Gianluca Grisolia
Ammettiamolo: un po’ tutti, alla cerimonia degli Academy Awards, lo avevano sperato, ma non era per nulla facile battere l’altro colosso in lizza per la statuetta. Eppure The Artist di Michel Hazanavicius ha davvero ottenuto l’ambito e meritatissimo Premio Oscar come miglior film, strappando così la vittoria al (pur) pregevole Hugo Cabret di Martin Scorsese. E, a dirla tutta, è stata una delle assegnazioni più condivisibili mai prese dalla kermesse cinematografica statunitense.
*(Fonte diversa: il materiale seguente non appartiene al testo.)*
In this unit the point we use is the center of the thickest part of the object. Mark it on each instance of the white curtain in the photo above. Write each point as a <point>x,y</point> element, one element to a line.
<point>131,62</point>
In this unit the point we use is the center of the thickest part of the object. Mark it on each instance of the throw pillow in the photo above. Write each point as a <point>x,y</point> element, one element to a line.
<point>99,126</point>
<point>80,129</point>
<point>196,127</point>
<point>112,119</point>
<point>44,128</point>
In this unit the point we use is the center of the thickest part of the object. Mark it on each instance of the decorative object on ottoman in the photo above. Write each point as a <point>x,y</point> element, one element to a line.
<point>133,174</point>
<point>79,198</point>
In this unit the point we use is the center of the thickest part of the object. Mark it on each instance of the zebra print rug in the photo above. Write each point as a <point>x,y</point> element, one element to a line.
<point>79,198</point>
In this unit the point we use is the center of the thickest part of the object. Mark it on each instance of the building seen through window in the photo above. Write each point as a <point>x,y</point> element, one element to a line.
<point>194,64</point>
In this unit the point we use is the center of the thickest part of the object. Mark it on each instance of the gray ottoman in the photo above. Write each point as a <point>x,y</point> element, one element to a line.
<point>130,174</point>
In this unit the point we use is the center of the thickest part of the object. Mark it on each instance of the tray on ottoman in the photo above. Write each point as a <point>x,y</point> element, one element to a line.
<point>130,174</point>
Già quando era giunta da noi, lo scorso dicembre, questa meravigliosa pellicola aveva colpito l’attenzione di critica e pubblico per il suo delicato lirismo. La finta biografia dell’attore di punta del cinema muto George Valentin, ritratto nella sua parabola dal successo fino al più deprimente declino professionale (causato dall’avvento inarrestabile del sonoro), per di più alle prese con una storia d’amore tormentata, ha scelto una via originale ed interessantissima, presentandosi agli spettatori anch’essa come un film muto e in bianco e nero, con tanto di dialoghi scritti e montaggio tipicamente anni ’20.
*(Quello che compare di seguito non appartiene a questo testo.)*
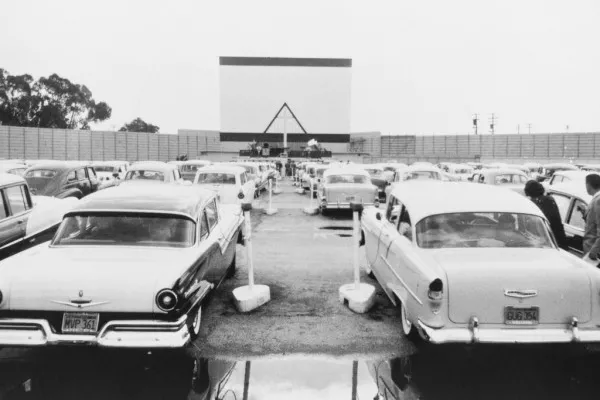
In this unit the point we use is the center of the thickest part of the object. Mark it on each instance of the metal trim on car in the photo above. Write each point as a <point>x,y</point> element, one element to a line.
<point>130,334</point>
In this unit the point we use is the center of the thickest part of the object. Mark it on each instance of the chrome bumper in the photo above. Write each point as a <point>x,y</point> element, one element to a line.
<point>474,334</point>
<point>129,334</point>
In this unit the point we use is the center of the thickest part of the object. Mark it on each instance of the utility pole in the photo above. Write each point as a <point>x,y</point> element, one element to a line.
<point>493,119</point>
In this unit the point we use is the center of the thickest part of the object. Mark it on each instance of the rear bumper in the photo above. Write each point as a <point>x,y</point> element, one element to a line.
<point>124,334</point>
<point>474,334</point>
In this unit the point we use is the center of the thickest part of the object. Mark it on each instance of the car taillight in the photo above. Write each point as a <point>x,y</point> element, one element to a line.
<point>436,290</point>
<point>166,300</point>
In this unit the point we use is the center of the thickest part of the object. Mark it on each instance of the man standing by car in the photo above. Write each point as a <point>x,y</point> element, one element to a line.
<point>535,191</point>
<point>591,237</point>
La mimica e la fisicità di Jean Dujardin e del suo fenomenale cane, nonché di tutti i bravissimi attori coinvolti (tra gli altri John Goodman, James Cromwell, Malcolm McDowell e Bérénice Bejo), si mettono egregiamente al servizio di questo piacevole esperimento cinematografico, che riserva anche più di una sorpresa di regia – si pensi, in primis, al sogno “sonoro” del protagonista, splendido paradosso narrativo e stilistico in un contesto come quello scelto per The Artist -.
In definitiva un film splendido e commovente, che ha ben meritato i suoi 5 Academy Award – miglior film, miglior regia, miglior attore protagonista, miglior colonna sonora e migliori costumi – e che si spera possa ora ricevere una maggiore visibilità di quella concessagli fugacemente al cinema un paio di mesi fa.